IanArgent
First Post
Pemerton is calling it "operational" level resource management; and I can accept that. Tactics in this case is the management of the encounter, operational a series of encounters, and strategic would be across the adventure as a whole. (Grand Strategy would be the campaign, then).Reynard said:No. He is saying that those things are not dependent on one another. in other words, with oer day resources, you get the added fun of worrying about longer term resource depletion. Yet you still have fun, challenging and tactically significant encounters. The per-encounter resource focus is not only unnecessary, it actually removes a fun, viable part of the game that has been there since the beginning and is a big part of what makes D&D, D&D.
My complaint is that right now, only spellcasters have to play the operational-level resource management game, and that is their entire game.

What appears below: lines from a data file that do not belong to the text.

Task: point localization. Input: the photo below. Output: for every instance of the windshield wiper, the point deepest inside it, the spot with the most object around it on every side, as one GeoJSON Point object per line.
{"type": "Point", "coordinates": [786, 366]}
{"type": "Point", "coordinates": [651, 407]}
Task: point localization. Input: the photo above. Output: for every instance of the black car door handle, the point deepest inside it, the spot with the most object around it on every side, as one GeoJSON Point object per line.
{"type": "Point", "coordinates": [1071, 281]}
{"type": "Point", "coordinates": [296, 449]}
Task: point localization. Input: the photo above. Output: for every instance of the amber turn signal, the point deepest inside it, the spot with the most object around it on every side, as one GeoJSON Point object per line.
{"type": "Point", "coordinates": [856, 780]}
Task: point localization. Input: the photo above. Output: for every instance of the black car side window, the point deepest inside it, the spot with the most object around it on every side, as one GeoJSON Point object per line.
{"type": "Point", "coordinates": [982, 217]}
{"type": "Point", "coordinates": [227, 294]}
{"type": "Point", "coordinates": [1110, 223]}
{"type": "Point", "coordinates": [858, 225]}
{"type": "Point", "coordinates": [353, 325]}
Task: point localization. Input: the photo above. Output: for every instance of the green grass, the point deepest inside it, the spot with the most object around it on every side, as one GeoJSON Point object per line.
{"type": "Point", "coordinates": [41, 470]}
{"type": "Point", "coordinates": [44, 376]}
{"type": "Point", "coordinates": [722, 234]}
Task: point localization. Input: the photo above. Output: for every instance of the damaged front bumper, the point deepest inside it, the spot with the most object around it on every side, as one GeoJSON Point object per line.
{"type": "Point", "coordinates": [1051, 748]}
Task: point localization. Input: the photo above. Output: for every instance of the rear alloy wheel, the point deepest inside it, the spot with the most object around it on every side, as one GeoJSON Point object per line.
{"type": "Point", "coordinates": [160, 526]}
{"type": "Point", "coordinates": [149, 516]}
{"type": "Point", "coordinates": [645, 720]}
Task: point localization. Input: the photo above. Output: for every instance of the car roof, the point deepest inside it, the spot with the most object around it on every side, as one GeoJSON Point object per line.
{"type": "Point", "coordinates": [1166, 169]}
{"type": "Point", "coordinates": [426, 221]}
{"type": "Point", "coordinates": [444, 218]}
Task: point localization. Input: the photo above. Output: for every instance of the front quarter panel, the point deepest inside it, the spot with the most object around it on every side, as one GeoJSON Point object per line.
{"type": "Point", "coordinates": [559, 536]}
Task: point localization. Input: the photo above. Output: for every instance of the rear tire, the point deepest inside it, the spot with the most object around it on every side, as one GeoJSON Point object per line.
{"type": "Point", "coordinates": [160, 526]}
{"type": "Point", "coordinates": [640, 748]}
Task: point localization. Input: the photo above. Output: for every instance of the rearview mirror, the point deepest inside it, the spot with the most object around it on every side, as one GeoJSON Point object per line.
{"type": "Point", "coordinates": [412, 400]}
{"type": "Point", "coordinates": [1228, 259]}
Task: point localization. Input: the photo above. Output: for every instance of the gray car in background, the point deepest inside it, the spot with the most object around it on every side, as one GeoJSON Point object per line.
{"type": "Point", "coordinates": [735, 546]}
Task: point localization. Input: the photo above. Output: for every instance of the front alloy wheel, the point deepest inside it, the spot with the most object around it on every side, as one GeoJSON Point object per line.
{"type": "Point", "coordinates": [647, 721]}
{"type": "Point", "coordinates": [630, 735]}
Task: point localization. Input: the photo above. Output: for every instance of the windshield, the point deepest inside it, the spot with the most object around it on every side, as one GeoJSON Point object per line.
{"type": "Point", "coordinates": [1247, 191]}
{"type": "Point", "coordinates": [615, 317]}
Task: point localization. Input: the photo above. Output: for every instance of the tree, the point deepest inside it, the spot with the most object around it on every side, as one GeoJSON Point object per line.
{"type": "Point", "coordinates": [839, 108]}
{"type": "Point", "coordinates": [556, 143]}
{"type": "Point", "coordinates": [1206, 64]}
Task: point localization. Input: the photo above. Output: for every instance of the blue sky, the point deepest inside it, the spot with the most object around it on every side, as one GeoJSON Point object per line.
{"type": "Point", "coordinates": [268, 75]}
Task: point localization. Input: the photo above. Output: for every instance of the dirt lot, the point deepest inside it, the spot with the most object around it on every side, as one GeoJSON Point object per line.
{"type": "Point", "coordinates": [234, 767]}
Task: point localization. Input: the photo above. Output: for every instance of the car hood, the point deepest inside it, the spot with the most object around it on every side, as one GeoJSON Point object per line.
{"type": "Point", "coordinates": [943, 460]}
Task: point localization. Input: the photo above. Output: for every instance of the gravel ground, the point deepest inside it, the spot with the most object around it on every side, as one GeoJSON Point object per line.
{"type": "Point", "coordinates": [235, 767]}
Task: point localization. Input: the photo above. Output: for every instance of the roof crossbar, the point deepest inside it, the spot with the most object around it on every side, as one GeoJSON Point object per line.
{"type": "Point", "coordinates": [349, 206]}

Either get rid of it across the board, or make everyone play all levels of the resource management game. D&D 4 has chosen the second - everyone has to balance logistics of abilities tactics, operations, and strategy.
I disagree that making your entire character revolve around strictly operational-level ability management is fun, BTW. I hate it myself - which is why I've never played a single-class caster on the tabletop, and rarely on the computer D&D games (where it's easier to evade/avoid the logistical bottlenecks on caster abilities).
Spellcasters should not require a degree of foresight beyond the encounter more than any other archetype; not in core D&D anyway. I think that's where the two sides are splitting - should it be harder to play a caster than a warrior or an expert? Should the caster have to worry more about logistics than the warrior or expert?
4ed game design says no, apparently. "All classes will have a mix of per day, per encounter, and at-will abilities".
I'm going to turn the OP's question around - why shouldn't warriors have per encounter and per-day abilities?